Angelika Nyqvist has done a few videos about the industry in general and been pretty informative about how things work. I like her a lot.


She still shills ofra & gives out false info on their trump supporter owner


In her travel blog she put up today, she talks about being naive and signing something she shouldn't have and not feeling able to back out because she doesn't want to be sued. And how this is really impacting her mental health. I wonder if she's talking about Ofra?


Yeah she is very distressed over this. I feel for her. For this to happen when she is so dedicated to running her business in an organized & professional manner, shows how slippery things can be behind the scenes. I do hope she can eventually share what happened.


Yeah. I unsubscribed.


Me too, and cancelled my channel membership.


Def speak up about it! Power in the numbers of comments. She’s very malleable about her opinions. While it does suck that she has to be told, I would rather her understand what her audience wants


I unsubbed when I saw that. I’ll still watch a video here and there but I’m not impressed at her backtracking at all. The money must be real good.


I think her doing this as her full time job now has a lot to do with it. I think she has done a pretty good job not changing too much, but it’s really hard to me to completely trust YouTubers that do this as a job vs a hobby. There is nothing wrong with this as a career but I feel like it changes your perspective regardless of how much you insist it doesn’t.

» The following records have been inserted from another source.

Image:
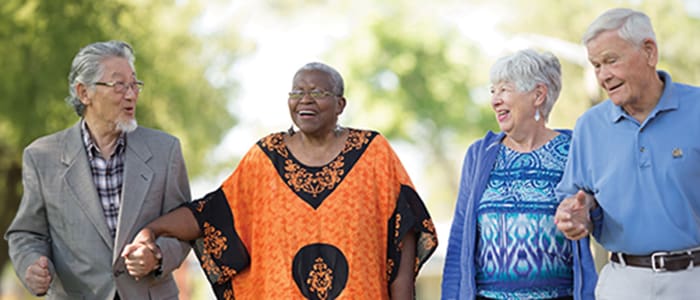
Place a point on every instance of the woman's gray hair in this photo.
(338, 87)
(527, 68)
(632, 26)
(87, 67)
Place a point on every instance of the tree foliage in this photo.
(38, 40)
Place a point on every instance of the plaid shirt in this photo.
(108, 176)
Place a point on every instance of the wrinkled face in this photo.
(622, 69)
(317, 114)
(514, 109)
(107, 107)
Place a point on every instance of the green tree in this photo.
(412, 76)
(38, 40)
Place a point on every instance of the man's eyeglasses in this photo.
(121, 87)
(314, 94)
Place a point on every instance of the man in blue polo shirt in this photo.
(633, 174)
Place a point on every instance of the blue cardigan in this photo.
(458, 277)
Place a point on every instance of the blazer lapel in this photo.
(137, 180)
(78, 178)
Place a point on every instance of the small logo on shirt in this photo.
(677, 153)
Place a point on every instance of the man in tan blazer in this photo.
(89, 189)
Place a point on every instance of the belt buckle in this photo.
(661, 256)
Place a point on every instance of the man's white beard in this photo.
(127, 126)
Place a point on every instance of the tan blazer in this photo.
(61, 217)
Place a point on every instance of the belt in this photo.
(660, 261)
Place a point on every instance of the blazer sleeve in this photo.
(177, 192)
(28, 236)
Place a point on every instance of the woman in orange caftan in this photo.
(324, 212)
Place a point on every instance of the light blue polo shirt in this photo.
(646, 177)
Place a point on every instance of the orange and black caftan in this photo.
(278, 229)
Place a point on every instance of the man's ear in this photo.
(82, 92)
(651, 50)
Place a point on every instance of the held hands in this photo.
(573, 216)
(142, 256)
(38, 277)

I don’t think I’ve heard her mention Ofra lately but I could be wrong. I know Samantha March still raves about them although she also has a collab palette with them so I’m not surprised.


She was sponsored by Ofra recently. Big bummer because she was one of my favorites.


Booo😭 I still like her but I wish she wouldn’t use them. But so many brands have problematic owners that I just ignore it at this point. If I know someone’s trash I won’t buy from the brand but I won’t necessarily knock the influencer. It takes me a little more than that to be turned off.


I hold her pretty accountable because she’s seemed pretty aware of problematic brands before. I don’t expect all YouTubers to know about brand issues, but Angelica has definitely spoken about not showcasing some brands because of issues before. And Ofra is one of those ones that I feel most influencers knew was a baddie. She also had some other “strikes” for me, so the Ofra sponsorship was the nail in the coffin.


She was on a "break" from Ofra. I wonder if Sam being her friend and being pro Ofra helped end her "break"?


She recently used them in a GRWM


Ok that explains why I haven’t seen it then. I don’t usually watch GRWM vids


Yeah I don’t trust her comments while using products it doesn’t feel as authentic as many others — but she does damn good makeup.


And also had a sponsored video with Ofra recently


Stephanie Nicole and Hanna Louise Poston. Stephanie for reasons already listed in other comments and Hannah because I feel like she got a lot of insight into purchasing vs marketing during her no buy year. She still falls for things but is always trying to do better. She has some good videos with The Financial Diet about how the beauty industry manipulates you into buying.


I’d say Samantha ravendahl and RBK have taught me the most about it.


Raw Beauty Kristi has for sure!


Samantha Ravendal


Nadine Baggott and Not Fit for Print Beauty. Both long term beauty editors.


Samantha Ravndahl! 100% she’s been so honest and transparent, my favourite for a reason


Caroline Hirons, Caroline Hirons, and Caroline Hirons. More on Insta these days but she has been on YouTube.


I really enjoy Kackie because she has a marketing background and explains some of the PR tactics.


I’m surprised no one here has said Jackie Aina. She’s don’t a segment on how there’s a big gap on how black creators are paid in comparison to their white peers. She’s very open about her work and how the beauty industry affects her (and her and fellow BIPOC influencers) compared to her other coworkers.


Steph Toms as well - she’s done a fantastic job as being a living example of a successful UK beauty influencer


I’m newer to makeup, I didn’t realize that some companies used the same lab formula. I thought it was their formula. Jafar and Kylie Colourpop and more recently YT I Am Jamila who said there were some indie brands using the same formula.